Sopes are a classic Mexican dish made with masa. They are thick, smaller tortillas pressed around the edges to form a border. Making homemade sopes is easy, and they can be served as an appetizer, breakfast, lunch, or dinner.
What are sopes?
A sope is a thick corn tortilla made with masa harina with a border around the edges. This border helps to keep all the fillings inside. Sopes are deep-fried or cooked on a comal (Mexican stovetop griddle ).
Sopes are typical throughout Mexico, but the fillings vary depending on the region. My recipe is vegan and healthier than the traditional one.
Ingredients you need
- Masa harina
- Salt, I use kosher salt
How to make Mexican homemade Sopes?
- Make the masa para sopes. To begin, combine masa harina (corn flour) with warm water and mix until a soft dough is formed. This foundational step is essential to producing delicious sopes.
- Make the sope. Form small masa balls and press them into thick tortillas.
- Cook. You should cook the thick tortilla on a cast iron skillet or griddle over medium heat until it looks dry and the top cracks. Then, flip it and cook for an additional 30 seconds.
- Pinch the edges.
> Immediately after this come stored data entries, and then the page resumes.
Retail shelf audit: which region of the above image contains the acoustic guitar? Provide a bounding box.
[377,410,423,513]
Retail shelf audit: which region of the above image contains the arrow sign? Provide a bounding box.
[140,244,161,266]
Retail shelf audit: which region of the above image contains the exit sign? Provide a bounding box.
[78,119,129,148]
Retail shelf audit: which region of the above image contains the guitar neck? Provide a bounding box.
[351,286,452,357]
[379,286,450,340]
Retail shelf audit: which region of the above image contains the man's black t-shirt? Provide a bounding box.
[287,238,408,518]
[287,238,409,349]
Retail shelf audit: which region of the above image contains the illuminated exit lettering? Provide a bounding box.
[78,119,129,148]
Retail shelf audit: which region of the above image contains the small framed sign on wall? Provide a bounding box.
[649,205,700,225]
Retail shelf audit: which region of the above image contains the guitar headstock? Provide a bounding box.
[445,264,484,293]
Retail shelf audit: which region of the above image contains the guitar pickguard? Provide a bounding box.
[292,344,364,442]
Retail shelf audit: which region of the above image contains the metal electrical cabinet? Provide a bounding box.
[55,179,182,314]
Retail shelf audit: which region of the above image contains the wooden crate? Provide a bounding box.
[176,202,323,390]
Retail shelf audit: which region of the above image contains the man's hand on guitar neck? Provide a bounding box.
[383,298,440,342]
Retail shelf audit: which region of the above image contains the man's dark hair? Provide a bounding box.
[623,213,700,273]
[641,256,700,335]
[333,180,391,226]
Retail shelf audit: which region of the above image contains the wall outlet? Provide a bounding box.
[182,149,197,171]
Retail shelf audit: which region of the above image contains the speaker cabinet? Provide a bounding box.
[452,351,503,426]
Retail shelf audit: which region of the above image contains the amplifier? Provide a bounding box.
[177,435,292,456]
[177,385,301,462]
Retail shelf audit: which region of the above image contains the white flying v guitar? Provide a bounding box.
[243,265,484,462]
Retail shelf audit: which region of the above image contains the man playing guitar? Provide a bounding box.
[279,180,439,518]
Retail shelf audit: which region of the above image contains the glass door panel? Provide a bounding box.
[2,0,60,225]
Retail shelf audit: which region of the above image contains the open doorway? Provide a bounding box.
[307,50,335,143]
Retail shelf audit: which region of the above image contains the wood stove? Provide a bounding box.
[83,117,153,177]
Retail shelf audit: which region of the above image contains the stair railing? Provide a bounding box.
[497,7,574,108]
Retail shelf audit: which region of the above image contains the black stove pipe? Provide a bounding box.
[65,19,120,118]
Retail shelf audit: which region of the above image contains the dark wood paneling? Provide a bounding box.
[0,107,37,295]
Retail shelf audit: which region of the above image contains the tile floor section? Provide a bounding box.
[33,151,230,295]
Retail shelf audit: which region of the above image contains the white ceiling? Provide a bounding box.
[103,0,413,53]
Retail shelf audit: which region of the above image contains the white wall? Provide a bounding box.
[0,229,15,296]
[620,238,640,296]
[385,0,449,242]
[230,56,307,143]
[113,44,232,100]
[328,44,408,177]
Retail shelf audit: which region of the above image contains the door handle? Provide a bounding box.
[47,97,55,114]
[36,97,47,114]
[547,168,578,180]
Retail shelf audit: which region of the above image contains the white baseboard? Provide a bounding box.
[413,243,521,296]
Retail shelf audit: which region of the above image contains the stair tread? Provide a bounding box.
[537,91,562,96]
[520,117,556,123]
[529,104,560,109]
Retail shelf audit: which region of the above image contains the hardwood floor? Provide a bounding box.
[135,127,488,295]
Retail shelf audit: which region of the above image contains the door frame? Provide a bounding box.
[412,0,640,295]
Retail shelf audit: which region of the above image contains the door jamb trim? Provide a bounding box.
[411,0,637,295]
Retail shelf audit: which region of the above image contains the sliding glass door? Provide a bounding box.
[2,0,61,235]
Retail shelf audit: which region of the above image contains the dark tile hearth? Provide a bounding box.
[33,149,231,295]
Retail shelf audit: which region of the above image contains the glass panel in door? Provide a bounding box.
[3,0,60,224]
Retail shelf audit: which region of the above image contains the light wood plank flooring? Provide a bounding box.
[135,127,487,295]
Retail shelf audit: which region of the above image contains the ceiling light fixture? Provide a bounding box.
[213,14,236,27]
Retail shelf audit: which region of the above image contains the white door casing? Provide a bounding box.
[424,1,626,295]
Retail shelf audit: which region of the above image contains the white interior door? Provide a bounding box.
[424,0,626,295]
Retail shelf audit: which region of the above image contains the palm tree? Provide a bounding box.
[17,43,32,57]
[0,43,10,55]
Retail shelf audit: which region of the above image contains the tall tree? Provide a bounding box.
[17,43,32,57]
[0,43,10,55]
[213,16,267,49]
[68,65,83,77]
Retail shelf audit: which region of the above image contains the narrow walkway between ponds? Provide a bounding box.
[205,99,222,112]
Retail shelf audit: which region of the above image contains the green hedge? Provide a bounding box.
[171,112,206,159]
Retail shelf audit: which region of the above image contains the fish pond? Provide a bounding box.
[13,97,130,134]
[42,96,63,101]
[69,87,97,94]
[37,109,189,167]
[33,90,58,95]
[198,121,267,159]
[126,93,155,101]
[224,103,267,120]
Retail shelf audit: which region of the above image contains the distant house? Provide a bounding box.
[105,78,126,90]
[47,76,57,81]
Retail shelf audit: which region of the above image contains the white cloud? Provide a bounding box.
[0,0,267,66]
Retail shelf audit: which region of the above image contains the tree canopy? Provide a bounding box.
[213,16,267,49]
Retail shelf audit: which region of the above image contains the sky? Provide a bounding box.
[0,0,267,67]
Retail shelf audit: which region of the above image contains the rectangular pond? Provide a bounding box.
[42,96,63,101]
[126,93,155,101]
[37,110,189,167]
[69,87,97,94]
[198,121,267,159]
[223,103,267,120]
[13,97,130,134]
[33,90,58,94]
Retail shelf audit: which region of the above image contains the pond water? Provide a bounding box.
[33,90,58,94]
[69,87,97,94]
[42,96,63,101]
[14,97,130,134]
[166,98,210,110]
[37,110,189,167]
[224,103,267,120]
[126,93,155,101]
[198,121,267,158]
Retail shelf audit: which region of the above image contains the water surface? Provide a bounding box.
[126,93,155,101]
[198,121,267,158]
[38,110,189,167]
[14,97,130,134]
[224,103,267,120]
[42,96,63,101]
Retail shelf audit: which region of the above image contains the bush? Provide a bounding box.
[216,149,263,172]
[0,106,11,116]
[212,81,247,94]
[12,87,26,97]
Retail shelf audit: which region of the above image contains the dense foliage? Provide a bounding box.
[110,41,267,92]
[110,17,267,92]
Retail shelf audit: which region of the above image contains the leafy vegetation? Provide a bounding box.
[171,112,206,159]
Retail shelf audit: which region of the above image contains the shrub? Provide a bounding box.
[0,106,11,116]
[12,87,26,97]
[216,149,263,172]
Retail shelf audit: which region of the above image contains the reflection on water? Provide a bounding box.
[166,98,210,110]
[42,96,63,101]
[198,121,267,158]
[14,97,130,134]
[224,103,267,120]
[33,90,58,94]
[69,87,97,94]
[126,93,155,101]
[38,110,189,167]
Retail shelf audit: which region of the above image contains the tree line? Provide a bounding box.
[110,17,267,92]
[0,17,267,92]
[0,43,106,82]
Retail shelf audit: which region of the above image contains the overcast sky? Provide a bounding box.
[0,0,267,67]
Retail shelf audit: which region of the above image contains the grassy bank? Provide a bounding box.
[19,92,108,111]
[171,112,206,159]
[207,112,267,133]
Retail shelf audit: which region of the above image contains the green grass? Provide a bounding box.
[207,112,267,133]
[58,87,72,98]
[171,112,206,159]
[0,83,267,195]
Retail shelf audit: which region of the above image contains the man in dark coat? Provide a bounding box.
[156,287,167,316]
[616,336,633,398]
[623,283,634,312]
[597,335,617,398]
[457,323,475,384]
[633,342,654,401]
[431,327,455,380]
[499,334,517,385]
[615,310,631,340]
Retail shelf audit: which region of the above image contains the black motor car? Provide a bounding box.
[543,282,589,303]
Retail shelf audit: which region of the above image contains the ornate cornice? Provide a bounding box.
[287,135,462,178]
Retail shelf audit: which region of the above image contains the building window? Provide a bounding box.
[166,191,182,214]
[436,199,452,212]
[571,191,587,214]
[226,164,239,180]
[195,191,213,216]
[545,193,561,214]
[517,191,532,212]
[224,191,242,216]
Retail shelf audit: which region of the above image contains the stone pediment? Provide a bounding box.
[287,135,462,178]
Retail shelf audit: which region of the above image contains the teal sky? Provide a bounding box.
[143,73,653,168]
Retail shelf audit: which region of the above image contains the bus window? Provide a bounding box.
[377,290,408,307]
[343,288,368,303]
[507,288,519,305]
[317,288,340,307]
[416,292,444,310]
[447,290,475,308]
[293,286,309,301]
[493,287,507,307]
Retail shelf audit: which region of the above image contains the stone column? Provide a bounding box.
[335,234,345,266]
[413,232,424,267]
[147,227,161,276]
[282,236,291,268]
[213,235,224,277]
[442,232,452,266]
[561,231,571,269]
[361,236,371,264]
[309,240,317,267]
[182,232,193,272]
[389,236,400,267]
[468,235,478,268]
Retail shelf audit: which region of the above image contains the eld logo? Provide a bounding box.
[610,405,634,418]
After removing from heat, wait 30 seconds and cautiously pinch edges with a kitchen towel to avoid burns.
- If you wish to fry them, heat a frying pan with vegetable oil and fry the sope until golden and crispy on both sides.
How to finish sopes?
Once you’ve completed those four simple steps, you’re now ready to prepare them according to your preference. You can add any toppings you would put on a taco to your homemade sopes. Consider sopes as an exposed taco shell that goes well with anything you put on top of it.
Prepare them with refried beans, chorizo, mushrooms, or just salsa. You can store them in the fridge or freezer and reheat before using.
Frequently asked questions
Do I need a tortilla presser? No. Press the dough balls with any dish with a flat bottom or a small cutting board.
How to store them? Fridge: Let them cool and then wrap them in a clean kitchen towel and store them in a tightly sealed container or plastic bag (I use recyclable ones). They will last up to a week.
Freezer: Let the sopes cool and ultimately store them in a tightly sealed container or plastic bag. They last up to a month in the freezer.
How to reheat the sopes? You can reheat them on the stove over a griddle or in the oven at 350ºF for 15 minutes.
Popular Toppings for Sopes
- This Mexican sopes recipe can be used for breakfast, lunch, or dinner. In Mexico, we eat them all the time.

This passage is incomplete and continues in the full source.